Burks was joined by Colorado coach Tad Boyle and his teammates at a news conference to announce his decision Thursday. Burks said he wrestled for weeks with the notion of skipping his final two years of eligibility, and consulted with his family, coaches and others, including former Colorado star and current New York Knicks guard Chauncey Billups.
"It was tough," said Burks, who plans to hire an agent in the coming days. "I was really deciding on coming back. I wasn't ready to give up the college experience. But I had to make the best decision for myself, and that's what I feel like I did."
The NBA draft is scheduled for June 23.
"The NBA is a dream of mine," Burks said. "I feel like I've got to take advantage of it."
Boyle said that Burks is ready to make the jump to the professional ranks and he fully supported his decision.
"Obviously, he's proved he can produce in one of the best leagues in the country and at the highest levels of college basketball," Boyle said. "You're talking about a situation where Alec can put himself on a course to take care of himself and his family for years to come. It's hard to begrudge anybody that opportunity, especially someone who has worked as hard as he's worked."
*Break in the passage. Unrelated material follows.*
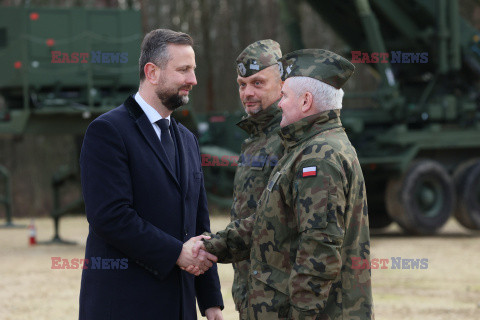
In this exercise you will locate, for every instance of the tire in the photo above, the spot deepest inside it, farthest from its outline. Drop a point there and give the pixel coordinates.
(467, 187)
(423, 199)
Burks' consistently productive play at Colorado has made his draft stock rise.
The 6-foot-6 guard ranks third on the school scoring list with an average of 19 points per game. He set the single-season scoring record of 779 points this season while helping Colorado reach the NIT semifinals in New York, and also set the freshman scoring record of 512 points.
Several mock drafts project Burks going in the middle of the first round, though Burks believes he has the potential to be a lottery pick.
"I'm going to work on everything to get my game right for the NBA," he said.
Boyle believes Colorado's basketball future remains bright, adding that it is better off in the long run having had Burks the past two seasons.
"We're not as good and we're not as experienced, but that doesn't mean we can't have a great year," Boyle said. "I'm optimistic, and I'm proud of Alec. This is something we can use as a positive in our recruiting efforts. Part of coming to this campus is following your dream and whether you're a basketball player or a chemical engineer or whatever the case may be, you want to follow your dream. Alec's dream is to play in the NBA and he's realized that at Colorado."